Arts Desk

Five Books I’d Read

In which the author discusses recent works of literature and non-fiction he'd read, if time permitted.

ozz

1. I Am Ozzy, by Ozzy Osbourne and Chris Ayres.
Oh, the joys of being Ozzy Osbourne's co-author. How many times do you think Chris Ayres had to say "Huh?" or "What?" or "Say that again?" when interviewing the mumbling, growling, grunting Monsieur John Michael Osbourne about his Ozzness's gritty Birmingham childhood, or brutal pro-stoner metal aesthetic, or excessive drug use, or the time he urinated on the Alamo? Not that I'd offer Senor Ozz as the ultimate symbol of rock 'n' roll excess, no matter how many times he bit the head off of a bat or a dove or whatever it is that he's supposed to have bit the head off of. In the arena of pure bravura performance art, until you shit onstage after fucking your brother (also onstage), you'll never catch G.G. Allin.

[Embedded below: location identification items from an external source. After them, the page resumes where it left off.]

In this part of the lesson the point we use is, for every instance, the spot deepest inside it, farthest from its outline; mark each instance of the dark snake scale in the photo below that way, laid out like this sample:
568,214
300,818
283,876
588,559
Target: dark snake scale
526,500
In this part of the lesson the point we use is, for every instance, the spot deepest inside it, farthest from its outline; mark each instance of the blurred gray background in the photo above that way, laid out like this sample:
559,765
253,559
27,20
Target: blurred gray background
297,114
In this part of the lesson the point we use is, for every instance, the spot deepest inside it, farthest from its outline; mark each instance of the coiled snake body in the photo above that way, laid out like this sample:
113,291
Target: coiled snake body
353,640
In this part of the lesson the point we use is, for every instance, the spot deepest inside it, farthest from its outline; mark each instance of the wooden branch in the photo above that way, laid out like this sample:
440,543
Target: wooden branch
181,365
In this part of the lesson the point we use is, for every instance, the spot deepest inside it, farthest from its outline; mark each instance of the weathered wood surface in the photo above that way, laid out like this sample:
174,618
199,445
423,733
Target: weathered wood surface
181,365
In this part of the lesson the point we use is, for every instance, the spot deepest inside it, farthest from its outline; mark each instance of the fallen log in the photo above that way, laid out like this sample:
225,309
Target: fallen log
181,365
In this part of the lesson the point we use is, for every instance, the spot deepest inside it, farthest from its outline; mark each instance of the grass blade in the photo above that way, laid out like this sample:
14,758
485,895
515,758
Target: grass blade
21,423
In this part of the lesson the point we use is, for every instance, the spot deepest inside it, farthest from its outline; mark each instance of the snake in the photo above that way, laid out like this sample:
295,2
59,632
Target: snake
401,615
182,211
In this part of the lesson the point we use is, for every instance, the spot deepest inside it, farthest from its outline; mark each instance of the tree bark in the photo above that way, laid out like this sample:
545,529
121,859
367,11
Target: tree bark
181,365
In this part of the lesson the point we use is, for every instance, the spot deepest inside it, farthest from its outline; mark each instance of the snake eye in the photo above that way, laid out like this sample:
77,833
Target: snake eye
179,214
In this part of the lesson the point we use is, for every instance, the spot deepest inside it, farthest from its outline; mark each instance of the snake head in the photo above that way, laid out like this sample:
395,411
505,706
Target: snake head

2. The Politician: An Insider's Account of John Edwards's Pursuit of the Presidency and the Scandal That Brought Him Down, by Andrew Young.
In a way, John Edwards is the Ozzy Osbourne of politics. Now, now, don't protest. I know that the parallels aren't perfect. But consider:

Ozzy is "going off the rails on a crazy train"—John Edwards went off the rails with John Kerry. (BIFF!) Ozzy's vote doesn't mean anything in the Senate—neither does John Edwards'. (OOOF!) Both sport unlikely haircuts. Both have smoked w33d. Both got in trouble in the South (Ozzy, as discussed above, peed on the Alamo— John Edwards dallied with (but didn't necessarily pee on) Rielle Hunter.] (POW!) I mean, the only important difference between these two kindred souls is: 1) their nationality; and 2) the fact that Ozzy successfully invented heavy metal while John Edwards hasn't succeeded at anything. (WHAM!)

3. Curtains: Adventures of an Undertaker-in-Training, by Tom Jokinen.
A tell-all by a newcomer to the dirty, corrupt, exceedingly profitable business of burying dead people. Perfect—another morbid subject Sir Ozz and Black Sabbath (that's Tony Iommi, Geezer Butler, and Bill Ward, the guy playing playing terrible drum fills) can relate to.

4. The Poisoner's Handbook: Murder and the Birth of Forensic Medicine in Jazz Age New York, by Deborah Blum.
Wow, check out that title and subtitle. Ozzy must absolutely love this week's installment of "Five Books I'd Read." I bet he'll read this blog post as soon as it's published. I bet he's reading it on his iMac right now, ensconced in his L.A. mansion thinking of appropriate punishments to inflict on young Jack Osbourne after his next public, alcohol-related, reality-TVish fuckup. I bet he's contemplating going to his local Barnes and Noble, lurching to the cash register, and, in an inscrutable Northern accent, demanding a copy of The Poisoner's Handbook: Murder and the Birth of Forensic Medicine in Jazz Age New York by Deborah Blum from a frightened clerk who just wants him to autograph her vinyl copy of Dehumanizer even though he didn't sing on that record.

5. Making Rounds with Oscar: The Extraordinary Gift of an Ordinary Cat, by David Dosa.
I fantasize that, in the film version of this book about a cat who hangs out with dying people in a nursing home until they kick the bucket, Ozzy Osbourne plays the cat.